We finally invoke Mary as Mother Most Amiable and Virgin Most Merciful because of her extraordinary practice of charity.

She was amiable, or loving, especially towards Jesus and Joseph, and she was merciful by forgiving, even as Jesus did, the murderers who unjustly crucified her Son.

We are finally, for the last time, back to the sanctification of the family. This time we ask ourselves, “How important is charity for the sanctification of the family?” It is so important that, without charity as amiability and charity as mercy, family life is impossible.

  • There is no true family without charity.

  • Husbands must love their wives, and wives their husbands—

  • Parents are to love their children and children love their parents—

  • Brothers and sisters are to love one another, amiably, which means kindly, and mercifully, which means patiently—after the example of Mary the Mother of God.

Conclusion

We began this chapter with some statements from the Marxist Review. Communism, we saw, aims to radically restructure society by liberating women from the slavery of the family. And we know they are succeeding remarkably in Europe and the Americas.

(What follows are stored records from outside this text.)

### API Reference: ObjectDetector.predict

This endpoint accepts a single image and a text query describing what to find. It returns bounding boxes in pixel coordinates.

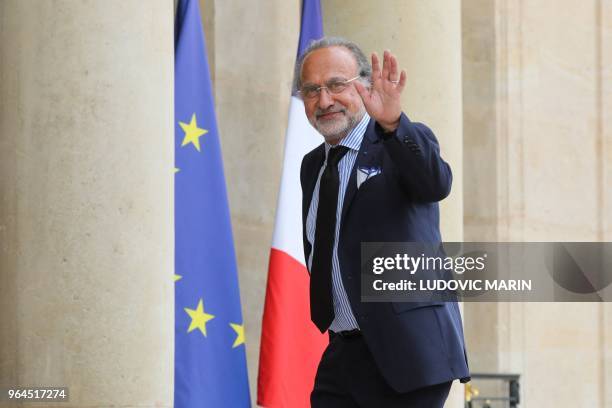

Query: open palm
[355,51,406,131]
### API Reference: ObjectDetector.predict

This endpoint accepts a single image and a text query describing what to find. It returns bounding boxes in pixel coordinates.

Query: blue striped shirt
[306,113,370,333]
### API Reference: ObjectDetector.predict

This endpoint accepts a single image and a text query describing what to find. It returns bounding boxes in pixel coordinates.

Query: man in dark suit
[295,38,469,407]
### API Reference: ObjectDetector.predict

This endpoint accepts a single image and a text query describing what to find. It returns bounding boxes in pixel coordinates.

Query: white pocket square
[357,166,382,188]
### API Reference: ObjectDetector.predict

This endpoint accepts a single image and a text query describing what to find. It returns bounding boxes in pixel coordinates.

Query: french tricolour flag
[257,0,328,408]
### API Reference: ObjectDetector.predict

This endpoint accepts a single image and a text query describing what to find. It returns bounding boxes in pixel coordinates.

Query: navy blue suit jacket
[300,114,469,392]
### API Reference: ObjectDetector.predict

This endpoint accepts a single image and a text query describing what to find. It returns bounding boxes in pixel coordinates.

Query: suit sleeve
[375,113,453,202]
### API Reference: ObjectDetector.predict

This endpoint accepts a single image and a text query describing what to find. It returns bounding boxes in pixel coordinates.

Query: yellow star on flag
[179,113,208,152]
[185,299,215,337]
[230,323,244,348]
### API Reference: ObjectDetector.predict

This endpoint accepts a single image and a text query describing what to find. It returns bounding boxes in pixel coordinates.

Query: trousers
[310,334,451,408]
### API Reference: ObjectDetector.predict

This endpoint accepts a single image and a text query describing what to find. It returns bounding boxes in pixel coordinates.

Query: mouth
[317,111,344,120]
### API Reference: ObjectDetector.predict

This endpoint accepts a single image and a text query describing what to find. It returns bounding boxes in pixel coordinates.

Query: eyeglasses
[299,75,361,99]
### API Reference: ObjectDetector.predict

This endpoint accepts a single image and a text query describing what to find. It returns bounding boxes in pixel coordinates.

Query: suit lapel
[302,144,325,236]
[340,119,381,229]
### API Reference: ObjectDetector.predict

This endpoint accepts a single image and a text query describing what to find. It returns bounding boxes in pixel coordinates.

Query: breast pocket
[391,301,444,314]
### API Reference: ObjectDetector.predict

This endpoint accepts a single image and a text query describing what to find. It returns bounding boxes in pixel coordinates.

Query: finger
[382,50,389,81]
[355,81,370,104]
[372,52,380,80]
[395,70,407,93]
[389,54,399,82]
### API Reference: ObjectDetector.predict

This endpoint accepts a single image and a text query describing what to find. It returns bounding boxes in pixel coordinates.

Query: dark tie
[310,146,349,333]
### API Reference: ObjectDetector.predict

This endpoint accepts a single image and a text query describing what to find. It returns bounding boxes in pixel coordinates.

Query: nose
[318,88,334,110]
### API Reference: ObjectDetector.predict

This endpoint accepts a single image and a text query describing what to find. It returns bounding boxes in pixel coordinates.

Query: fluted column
[0,0,174,407]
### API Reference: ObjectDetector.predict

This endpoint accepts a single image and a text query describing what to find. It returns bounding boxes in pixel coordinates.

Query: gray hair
[293,37,372,92]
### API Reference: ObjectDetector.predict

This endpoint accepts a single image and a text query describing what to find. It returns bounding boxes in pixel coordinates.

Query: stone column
[462,0,612,407]
[322,0,463,407]
[0,0,174,407]
[210,0,300,400]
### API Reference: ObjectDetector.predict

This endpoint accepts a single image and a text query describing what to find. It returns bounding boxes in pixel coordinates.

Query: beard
[310,105,365,144]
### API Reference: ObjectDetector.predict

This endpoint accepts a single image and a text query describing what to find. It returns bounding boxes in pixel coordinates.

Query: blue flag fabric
[174,0,251,408]
[298,0,323,57]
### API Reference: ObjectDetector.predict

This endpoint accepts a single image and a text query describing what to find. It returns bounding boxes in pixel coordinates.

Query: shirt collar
[325,112,370,157]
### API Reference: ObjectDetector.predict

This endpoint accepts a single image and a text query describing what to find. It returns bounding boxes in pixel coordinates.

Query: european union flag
[174,0,251,408]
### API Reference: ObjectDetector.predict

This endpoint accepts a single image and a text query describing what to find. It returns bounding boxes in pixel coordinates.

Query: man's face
[301,47,365,144]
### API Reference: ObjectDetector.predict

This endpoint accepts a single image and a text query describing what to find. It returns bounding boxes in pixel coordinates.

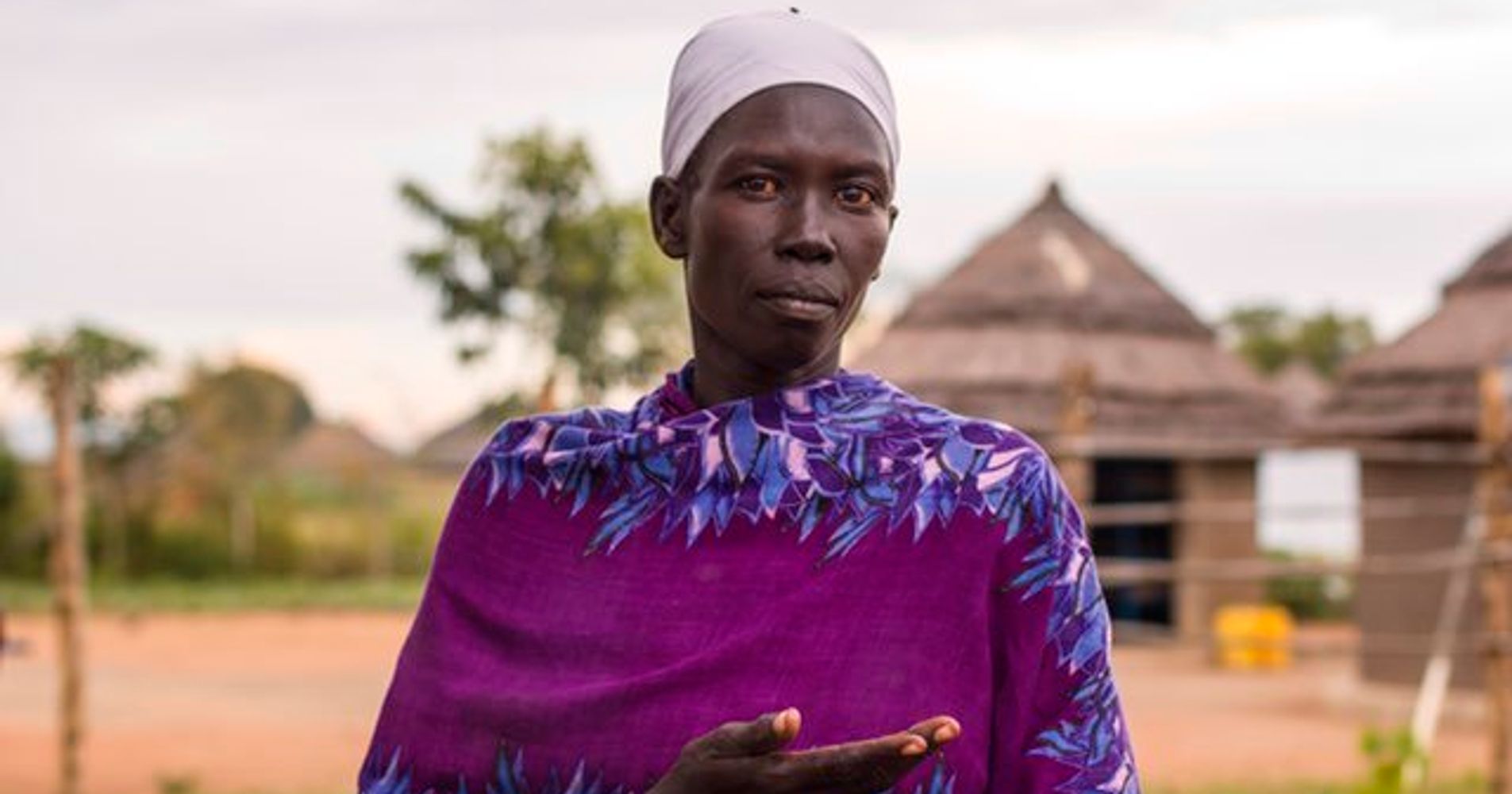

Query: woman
[360,12,1138,794]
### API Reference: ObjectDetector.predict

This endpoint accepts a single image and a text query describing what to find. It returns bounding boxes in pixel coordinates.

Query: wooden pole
[1475,366,1512,794]
[1056,361,1098,505]
[48,354,87,794]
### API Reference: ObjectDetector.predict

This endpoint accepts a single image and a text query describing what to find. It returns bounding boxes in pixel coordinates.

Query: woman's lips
[757,295,836,322]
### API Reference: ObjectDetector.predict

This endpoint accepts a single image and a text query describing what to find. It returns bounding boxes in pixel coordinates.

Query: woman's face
[652,85,895,373]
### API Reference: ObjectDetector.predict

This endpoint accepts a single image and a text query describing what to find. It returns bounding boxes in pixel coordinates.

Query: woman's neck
[690,334,841,408]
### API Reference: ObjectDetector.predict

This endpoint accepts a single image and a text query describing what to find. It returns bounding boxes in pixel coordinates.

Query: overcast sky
[0,0,1512,448]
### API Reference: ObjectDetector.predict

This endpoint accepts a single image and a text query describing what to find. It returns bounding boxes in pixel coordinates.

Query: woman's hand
[647,707,960,794]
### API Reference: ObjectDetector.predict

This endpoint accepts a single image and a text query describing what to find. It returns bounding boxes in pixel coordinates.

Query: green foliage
[1265,550,1350,620]
[399,129,682,401]
[1291,310,1376,378]
[10,324,154,423]
[180,363,314,480]
[1355,727,1427,794]
[1222,304,1376,378]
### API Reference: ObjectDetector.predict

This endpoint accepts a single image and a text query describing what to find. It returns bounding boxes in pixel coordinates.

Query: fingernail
[771,707,798,735]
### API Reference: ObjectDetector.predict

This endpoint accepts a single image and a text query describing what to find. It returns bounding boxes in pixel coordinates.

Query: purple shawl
[358,364,1138,794]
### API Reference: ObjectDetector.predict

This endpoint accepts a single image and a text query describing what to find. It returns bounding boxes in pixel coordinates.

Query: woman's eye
[740,177,777,195]
[835,184,877,207]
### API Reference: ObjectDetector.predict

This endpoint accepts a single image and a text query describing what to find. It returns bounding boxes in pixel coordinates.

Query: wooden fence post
[48,354,87,794]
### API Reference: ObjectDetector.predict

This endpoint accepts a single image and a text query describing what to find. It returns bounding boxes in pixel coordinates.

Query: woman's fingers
[697,707,803,757]
[777,717,960,794]
[907,714,960,750]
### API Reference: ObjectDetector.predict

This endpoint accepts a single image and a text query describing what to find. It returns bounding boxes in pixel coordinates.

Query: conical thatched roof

Before I close, let me appeal especially to women not to be seduced by this propaganda. Your model of true freedom is Mary, the Mother of the Holy Family. In your hands, you Catholic women, lies in large measure the destiny of human society.

Follow Mary in entrusting your marvelous freedom to the will of God. Allow Him to do to you, and for you and with you, “according to His word.” Tell us, as Mary told the servants at Cana, “Do everything He tells you to.”

Remind us, as Mary reminded the children of Fatima, to do penance (suffer) and to pray—as families—for families throughout the world.

The sanctification of family life on earth is the promise of glorification of family life in heaven. There, please God, we shall all be reunited as families, in the company of the divine family of Father, Son and Holy Spirit—never again to be separated or divided for all eternity. Amen.